Can the practice of drinking alcohol be remotely helpful in any way? According to the University of Rochester scientists, the pattern of having alcohol like a drink or 2 each night or consuming weekend cocktails may have a major influence on heart health than the overall amount.
The research unfolded that modest everyday drinking like about 2 drinks per day for an entire week apparently reduced atherosclerosis in mice. Contrarily, binge drinking that equals to nearly 7 drinks a day twice a week seemed to elevate the chances of encountering this condition.
Lead study author John Cullen, Ph.D., research associate professor in the Department of Surgery at the University of Rochester Medical Center, commented, “People need to consider not only how much alcohol they drink, but the way in which they are drinking it. Research shows that people have yet to be convinced of the dangers of binge drinking to their health; we’re hoping our work changes that.

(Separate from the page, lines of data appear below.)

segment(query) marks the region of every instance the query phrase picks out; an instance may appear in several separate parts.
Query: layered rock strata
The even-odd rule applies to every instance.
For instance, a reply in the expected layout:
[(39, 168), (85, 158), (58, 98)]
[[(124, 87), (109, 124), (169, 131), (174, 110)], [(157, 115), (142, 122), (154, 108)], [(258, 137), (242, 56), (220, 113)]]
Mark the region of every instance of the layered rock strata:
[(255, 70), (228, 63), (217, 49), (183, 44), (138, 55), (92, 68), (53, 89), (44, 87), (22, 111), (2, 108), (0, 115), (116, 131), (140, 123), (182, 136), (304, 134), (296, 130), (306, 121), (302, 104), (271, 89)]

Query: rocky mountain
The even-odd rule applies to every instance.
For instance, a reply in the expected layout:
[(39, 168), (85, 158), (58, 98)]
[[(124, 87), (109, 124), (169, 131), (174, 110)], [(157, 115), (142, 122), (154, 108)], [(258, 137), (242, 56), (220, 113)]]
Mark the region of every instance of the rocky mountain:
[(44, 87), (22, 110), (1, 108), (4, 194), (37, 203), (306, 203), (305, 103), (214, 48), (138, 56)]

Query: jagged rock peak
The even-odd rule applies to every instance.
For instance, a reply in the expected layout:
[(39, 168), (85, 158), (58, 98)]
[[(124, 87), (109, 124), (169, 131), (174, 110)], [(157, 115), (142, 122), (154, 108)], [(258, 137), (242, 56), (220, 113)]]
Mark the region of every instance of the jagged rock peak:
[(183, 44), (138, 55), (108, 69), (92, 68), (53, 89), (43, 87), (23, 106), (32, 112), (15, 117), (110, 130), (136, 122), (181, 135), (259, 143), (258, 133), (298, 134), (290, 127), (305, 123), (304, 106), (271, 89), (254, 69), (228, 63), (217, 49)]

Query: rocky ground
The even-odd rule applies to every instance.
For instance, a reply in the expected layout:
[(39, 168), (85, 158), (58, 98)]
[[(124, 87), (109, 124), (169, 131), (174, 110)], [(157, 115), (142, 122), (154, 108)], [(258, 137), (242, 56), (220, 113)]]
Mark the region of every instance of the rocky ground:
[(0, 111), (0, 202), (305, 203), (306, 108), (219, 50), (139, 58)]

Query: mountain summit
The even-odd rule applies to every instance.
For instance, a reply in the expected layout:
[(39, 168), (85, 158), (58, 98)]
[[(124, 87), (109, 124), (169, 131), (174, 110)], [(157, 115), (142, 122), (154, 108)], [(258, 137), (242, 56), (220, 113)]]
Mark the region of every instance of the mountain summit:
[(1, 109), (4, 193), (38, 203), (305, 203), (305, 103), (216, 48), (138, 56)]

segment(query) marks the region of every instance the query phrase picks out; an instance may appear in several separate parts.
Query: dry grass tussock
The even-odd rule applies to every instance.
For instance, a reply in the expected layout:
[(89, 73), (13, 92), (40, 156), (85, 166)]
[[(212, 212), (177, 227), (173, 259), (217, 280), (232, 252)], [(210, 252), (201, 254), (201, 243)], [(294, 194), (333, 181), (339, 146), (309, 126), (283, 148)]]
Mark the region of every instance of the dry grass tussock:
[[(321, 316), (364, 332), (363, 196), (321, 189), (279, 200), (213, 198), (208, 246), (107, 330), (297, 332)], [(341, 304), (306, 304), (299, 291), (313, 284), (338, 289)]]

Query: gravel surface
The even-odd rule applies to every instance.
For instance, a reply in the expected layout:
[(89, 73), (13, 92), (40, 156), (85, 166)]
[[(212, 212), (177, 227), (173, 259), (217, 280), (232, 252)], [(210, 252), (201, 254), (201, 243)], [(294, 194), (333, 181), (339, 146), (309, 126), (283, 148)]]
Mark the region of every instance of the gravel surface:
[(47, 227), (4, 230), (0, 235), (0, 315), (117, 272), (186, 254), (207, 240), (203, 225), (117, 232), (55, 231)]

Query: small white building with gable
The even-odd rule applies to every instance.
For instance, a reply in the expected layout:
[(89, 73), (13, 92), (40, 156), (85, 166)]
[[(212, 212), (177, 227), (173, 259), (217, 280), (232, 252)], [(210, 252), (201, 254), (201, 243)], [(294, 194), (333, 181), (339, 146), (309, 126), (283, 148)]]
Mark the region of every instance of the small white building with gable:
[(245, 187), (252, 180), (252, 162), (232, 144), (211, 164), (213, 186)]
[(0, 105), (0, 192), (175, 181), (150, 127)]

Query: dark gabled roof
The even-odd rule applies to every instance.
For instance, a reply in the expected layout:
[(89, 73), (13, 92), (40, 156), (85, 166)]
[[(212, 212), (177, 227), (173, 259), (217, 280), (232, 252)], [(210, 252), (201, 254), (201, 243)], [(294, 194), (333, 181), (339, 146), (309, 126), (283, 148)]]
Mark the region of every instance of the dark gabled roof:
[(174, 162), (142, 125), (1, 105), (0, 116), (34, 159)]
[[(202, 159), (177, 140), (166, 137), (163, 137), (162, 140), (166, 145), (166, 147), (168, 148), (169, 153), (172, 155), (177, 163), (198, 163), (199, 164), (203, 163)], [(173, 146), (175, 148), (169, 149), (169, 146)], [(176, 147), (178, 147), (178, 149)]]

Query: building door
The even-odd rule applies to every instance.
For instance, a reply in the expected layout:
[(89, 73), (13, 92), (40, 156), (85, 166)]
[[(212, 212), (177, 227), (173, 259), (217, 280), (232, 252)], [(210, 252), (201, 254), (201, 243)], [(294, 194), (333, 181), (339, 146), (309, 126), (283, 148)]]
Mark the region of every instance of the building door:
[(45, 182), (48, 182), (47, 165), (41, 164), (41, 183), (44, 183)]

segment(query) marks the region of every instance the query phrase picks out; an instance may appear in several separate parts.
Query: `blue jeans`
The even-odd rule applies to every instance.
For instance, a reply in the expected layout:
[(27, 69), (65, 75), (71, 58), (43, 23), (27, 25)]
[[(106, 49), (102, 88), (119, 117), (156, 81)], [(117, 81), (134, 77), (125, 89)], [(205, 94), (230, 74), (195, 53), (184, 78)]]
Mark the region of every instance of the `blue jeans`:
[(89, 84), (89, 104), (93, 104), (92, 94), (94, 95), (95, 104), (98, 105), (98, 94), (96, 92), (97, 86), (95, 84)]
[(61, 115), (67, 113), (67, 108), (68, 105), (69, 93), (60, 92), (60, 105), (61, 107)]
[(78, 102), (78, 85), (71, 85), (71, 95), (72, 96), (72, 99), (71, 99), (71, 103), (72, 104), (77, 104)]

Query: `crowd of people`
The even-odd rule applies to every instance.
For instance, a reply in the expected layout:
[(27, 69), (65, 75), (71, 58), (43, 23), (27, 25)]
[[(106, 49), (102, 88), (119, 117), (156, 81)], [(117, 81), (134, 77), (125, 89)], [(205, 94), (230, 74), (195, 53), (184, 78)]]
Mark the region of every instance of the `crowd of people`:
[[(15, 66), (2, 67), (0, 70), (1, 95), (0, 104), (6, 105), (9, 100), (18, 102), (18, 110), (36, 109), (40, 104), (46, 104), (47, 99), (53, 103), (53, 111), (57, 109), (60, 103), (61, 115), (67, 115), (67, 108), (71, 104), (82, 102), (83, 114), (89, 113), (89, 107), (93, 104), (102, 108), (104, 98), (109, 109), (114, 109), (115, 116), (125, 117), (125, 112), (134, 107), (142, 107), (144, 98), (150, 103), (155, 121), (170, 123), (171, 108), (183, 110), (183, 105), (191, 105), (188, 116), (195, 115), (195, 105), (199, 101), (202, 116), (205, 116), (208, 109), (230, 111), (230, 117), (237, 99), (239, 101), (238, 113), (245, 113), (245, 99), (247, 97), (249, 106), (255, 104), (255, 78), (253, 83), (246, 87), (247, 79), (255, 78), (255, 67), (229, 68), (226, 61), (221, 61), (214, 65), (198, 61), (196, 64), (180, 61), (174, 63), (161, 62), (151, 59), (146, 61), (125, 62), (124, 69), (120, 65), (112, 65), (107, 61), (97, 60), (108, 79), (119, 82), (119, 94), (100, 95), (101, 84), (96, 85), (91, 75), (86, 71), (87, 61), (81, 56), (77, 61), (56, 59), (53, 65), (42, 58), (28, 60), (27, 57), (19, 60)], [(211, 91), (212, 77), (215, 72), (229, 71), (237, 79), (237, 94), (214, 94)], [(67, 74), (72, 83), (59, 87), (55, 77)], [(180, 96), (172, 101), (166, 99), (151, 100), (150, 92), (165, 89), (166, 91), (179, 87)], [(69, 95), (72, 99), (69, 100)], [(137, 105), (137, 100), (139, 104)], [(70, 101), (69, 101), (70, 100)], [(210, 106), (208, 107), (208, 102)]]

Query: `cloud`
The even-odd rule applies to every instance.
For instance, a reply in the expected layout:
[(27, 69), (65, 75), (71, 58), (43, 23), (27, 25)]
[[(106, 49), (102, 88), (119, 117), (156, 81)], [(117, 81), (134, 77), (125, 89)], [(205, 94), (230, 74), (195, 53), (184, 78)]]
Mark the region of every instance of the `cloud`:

Professionals are yet not clear how moderate alcohol consumption can be advantageous to cardiovascular health and how severe drinking could be hazardous. As per the National Institute on Alcohol Abuse and Alcoholism, ‘at risk’ drinking is consuming more than 4 drinks on any given day for men and above 3 drinks on a day for women. The alcohol content of an average drink is also essential.
Cullen suggests that doctors should keep a tab on the amount of alcohol a person consumes specifically for those who are more vulnerable to atherosclerosis. In this analysis, mice in the ‘daily moderate’ set were administered ethanol equivalent to 2 drinks on an everyday basis. Mice in the weekend binge group were given 7 drinks for 2 days in the week and those in the control group received a non-alcoholic cornstarch mix. All mice were exposed to an atherogenic diet that is similar to high-fat Western diet.
Proportions of LDL or bad cholesterol dropped by 40% in the daily-moderate drinking mice, but increased by 20% in the weekend-binge drinking mice, when pitted against the no-alcohol control group. Elevated levels of bad cholesterol tend to raise the risk of heart disease. Strikingly, levels of HDL or good cholesterol were boosted in the moderate as well as the binge drinking groups. Cullen believes it to be an acute or short-term effect.
Additionally, the density of plaque and the collection of immune cells that stimulate inflammation and subsequently lead to narrowing of arteries seemed to reduce in moderate mice than those which did not consume alcohol. This influence appeared to be the exact opposite in binge mice as both the aforesaid levels went up.
Notably, binge drinking mice seemingly put on more weight than the other sets. All mice in the study had the same weight initially and were given the same diet, but binge mice presumably gained more than thrice the body mass of the moderate mice and nearly twice as much as the control mice. Cullen is further examining if certain genes are associated with the effects of moderate or binge drinking phases.
The findings are published in the journal Atherosclerosis.